Overall, there are more than 53,000 colon cancer deaths annually in the United States.

Dr. Sam Broder, director of the National Cancer Institute, said it is important that information about the drug therapy be widely disseminated to physicians because “there is an important time window” when this combination therapy must begin, which he said is four to six weeks after surgery.

The postoperative drug therapy is “an important advance” because of its impact on decreasing tumor recurrence and mortality in patients in an advanced stage of the disease, said Dr. Michael Friedman, associate director of the cancer therapy evaluation programs of the National Cancer Institute.

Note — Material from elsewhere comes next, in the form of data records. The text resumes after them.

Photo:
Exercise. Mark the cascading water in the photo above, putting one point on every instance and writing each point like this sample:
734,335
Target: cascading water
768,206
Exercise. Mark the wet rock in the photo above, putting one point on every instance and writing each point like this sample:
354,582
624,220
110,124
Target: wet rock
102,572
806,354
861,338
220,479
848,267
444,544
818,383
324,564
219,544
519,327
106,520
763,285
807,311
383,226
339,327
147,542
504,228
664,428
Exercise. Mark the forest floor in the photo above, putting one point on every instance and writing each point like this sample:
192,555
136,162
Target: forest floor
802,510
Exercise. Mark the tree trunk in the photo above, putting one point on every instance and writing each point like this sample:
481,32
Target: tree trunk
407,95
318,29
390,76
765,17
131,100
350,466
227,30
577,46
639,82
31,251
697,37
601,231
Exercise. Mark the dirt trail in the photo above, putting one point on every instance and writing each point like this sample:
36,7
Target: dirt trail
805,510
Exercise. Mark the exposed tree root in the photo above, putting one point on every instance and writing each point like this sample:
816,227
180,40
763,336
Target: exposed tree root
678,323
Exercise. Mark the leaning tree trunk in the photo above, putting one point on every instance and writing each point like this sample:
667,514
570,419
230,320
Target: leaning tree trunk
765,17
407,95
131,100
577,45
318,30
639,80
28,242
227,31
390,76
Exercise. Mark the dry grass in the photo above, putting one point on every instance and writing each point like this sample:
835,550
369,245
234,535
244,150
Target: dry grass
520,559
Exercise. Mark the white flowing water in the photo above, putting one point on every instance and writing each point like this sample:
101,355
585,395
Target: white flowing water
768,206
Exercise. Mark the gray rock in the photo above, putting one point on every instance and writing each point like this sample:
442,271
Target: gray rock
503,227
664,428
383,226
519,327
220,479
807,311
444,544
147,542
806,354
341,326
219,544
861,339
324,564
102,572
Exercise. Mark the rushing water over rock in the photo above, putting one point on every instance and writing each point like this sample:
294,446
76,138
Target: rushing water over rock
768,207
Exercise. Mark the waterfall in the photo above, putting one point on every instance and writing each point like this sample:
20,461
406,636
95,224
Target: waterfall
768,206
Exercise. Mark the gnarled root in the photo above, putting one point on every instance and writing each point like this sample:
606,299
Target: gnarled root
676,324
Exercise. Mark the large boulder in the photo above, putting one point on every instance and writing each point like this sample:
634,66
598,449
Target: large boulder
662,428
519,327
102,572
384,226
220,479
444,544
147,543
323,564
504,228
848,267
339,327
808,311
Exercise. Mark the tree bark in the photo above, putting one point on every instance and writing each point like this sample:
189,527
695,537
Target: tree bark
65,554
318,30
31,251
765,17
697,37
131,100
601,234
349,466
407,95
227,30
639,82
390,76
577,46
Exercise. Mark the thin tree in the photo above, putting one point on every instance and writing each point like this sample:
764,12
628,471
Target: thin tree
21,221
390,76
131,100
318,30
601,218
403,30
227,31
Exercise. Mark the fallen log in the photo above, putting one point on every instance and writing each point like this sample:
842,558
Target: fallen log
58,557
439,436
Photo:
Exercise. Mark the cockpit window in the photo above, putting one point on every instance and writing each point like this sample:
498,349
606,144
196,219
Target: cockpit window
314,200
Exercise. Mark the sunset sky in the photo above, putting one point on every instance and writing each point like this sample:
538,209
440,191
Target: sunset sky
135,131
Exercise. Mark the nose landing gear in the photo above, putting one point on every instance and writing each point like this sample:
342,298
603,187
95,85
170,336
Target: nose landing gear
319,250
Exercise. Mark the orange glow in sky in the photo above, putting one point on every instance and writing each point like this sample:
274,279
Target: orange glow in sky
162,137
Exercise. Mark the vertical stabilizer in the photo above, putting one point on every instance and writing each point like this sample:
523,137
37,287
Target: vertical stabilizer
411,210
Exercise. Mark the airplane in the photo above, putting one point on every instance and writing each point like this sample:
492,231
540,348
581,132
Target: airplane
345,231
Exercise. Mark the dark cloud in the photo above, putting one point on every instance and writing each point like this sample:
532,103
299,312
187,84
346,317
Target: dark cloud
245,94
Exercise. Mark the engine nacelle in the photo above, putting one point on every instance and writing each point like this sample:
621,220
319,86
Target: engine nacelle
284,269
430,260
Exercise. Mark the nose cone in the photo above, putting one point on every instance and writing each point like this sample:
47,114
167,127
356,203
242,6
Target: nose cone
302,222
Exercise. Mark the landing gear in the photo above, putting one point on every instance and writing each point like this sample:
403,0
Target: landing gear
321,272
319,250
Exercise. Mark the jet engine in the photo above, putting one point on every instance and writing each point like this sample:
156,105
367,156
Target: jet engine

Scientists do not understand why the combination of the two drugs is so effective. But in two large clinical trials sponsored by the cancer institute, involving more than 1,700 patients, the drug regimen after surgery reduced deaths by 33% and decreased the recurrence of cancer by 41%.

Those findings were reported last February in the New England Journal of Medicine.

Neither of the drugs has much effect when used alone. Fluorouracil has been used as a palliative treatment for cancers of the colon, breast, stomach and pancreas and has shown some benefit in patients with digestive system cancers.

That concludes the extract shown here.